ずっと前から自覚していることなのだけれど、私はひとの顔を覚えるのが苦手だ。
もっと言うと、なんというか、人の顔をちゃんと見ることを拒絶している自分がいる気がする。この拒絶は昔よりはましになったかなと思いたいのだけど、未だに人物判別能力が雑魚なのをみると、どうやら変わってないらしい。
聲の形で、主人公が他の人の顔をちゃんと見られずにぐちゃぐちゃと線で隠されている表現があったけど、今それを思い出して、何年か前も同じようにこの描写と自分を対照させて逡巡していたのも思い出した。当時の私は何を考えていたのだろうか。

私は記憶力が良い方だと思っている。そうであるはずだと思っている。でも、そう思っていたはずなのに、なんとなく自分の脳の隙間からいろいろなことがこぼれていっているのを、近年感じる。

この間仕事術の本を読んだんです。コミック版ではあるんですが…….. で、その漫画内に出てくるシゴデキ枠の人が、人の顔を覚えられるように出会った人の顔をスケッチしたノートを作っていたんです。
また別の記憶になるんですが、大分前にappstoreで確かウィンドウショッピングをしていたときに、今まで出会った人とそのエピソードをまとめるためのアプリケーションを見つけたんです。
この両方を思い出して、そして自分の記憶の消失を思い出して、私も人のことを覚えられるように、そのアプリを使ったりして今まで出会った人の総プロフを作った方が良いのかなとちょっと思ったりしました。
私がそれを作るとなると、「個人的解釈」さらには個人的関係性解釈までたぶんに盛り込みそうで、かなりキモイものになるだろうなと思う。でも、私が他人に向けている最たる目がそれだから、他人に対する興味のいちばんの源泉がそれだから、そこまでしないときっと誰のことも覚えられないんだろうなと。それが気持ち悪くて、悔しい。

私はやっぱり他人と仲良くなれないんだということが最近分かり始めた。大学入って3年目、やっぱりここでも無理だったんだということを、もともとの自分の本質としてそうなのだということをまた認めないといけない時期にもうなってしまった。やっぱり私は同じ世界には居続けられない。昔はそういう暮らしがほぼ強制的だったのだけれど、それが私には好都合だった。そういう暮らしが私をそうさせたという部分も、まああるのだろうけれど。

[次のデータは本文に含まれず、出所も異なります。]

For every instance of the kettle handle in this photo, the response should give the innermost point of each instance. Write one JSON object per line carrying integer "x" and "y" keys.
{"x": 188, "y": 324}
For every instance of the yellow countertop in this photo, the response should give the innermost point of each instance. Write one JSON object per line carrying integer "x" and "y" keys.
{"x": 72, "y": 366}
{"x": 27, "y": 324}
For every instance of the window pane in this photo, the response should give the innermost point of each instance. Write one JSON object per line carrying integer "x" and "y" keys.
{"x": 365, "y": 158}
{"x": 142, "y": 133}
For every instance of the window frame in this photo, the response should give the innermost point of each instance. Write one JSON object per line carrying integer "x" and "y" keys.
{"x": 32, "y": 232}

他人と仲良くなれないといっても、決していじめられたりしているわけではない。でもわたしだけ、みんなが知っていることを知らなかったりする。私の脳内が個人的解釈で埋められているのは、埋めざるを得ないのは、たぶんこれが原因で。ほんとに後になって知らされたりする。「大泉洋みたいだよ笑」って笑っちゃいそうになるけど笑えない。大泉洋も私と同じ気持ちになってたらどうしようかと思うとその方をネタにして笑えない。こんな文をおお真面目に書いてる自分には笑ってしまうけど。

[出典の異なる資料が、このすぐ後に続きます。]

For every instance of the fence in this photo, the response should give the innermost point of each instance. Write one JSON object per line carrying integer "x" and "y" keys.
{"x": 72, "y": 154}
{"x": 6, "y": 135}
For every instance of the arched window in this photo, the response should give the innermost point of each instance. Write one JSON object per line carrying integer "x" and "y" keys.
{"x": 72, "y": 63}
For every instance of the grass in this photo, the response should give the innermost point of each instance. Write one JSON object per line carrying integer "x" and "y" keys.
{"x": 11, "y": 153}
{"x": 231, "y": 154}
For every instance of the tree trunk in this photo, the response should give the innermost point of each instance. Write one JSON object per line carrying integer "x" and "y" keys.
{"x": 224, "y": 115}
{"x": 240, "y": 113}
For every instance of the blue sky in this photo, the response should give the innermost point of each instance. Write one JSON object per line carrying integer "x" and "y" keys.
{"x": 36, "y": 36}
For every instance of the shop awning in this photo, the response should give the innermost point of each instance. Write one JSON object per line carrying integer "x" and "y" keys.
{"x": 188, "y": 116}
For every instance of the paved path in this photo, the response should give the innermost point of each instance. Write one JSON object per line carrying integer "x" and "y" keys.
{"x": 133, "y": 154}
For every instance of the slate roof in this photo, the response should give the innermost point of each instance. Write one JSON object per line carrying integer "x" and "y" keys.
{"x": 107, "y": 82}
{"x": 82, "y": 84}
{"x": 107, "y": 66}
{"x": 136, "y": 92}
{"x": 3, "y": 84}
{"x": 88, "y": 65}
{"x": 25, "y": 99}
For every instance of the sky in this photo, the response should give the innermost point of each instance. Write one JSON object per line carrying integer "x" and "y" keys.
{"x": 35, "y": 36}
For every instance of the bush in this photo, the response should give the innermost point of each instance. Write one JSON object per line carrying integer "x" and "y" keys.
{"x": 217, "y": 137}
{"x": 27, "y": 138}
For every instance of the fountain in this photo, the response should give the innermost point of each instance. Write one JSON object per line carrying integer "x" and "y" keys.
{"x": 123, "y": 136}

だからといって、みんなに色々情報を共有してほしいとか、もっと遊びに誘ってほしいとかそういうわけでは多分ないのだと思う。陰キャアピール寂しいアピールムーブを周りにさんざん(正確にはちょくちょくなはず……)やっておきながら(振り返るとえげつないことをしている)、自分が何を求めているのか、自分はあまり分かっていない。私が情報格差でゆるゆると首を絞め殺されているのは、私が他人を知ろうとする行動を自分から取ってきていないことにもあるのだと思う。人の顔を覚えられないのは私に人と仲良くなる気がないからなんじゃないかと問い詰められているような気持ちでいる。

他の人にはあるものが、自分にだけ欠けているのかもしれない、ということが、ただただ、どうしようもなく悲しいのだと思う。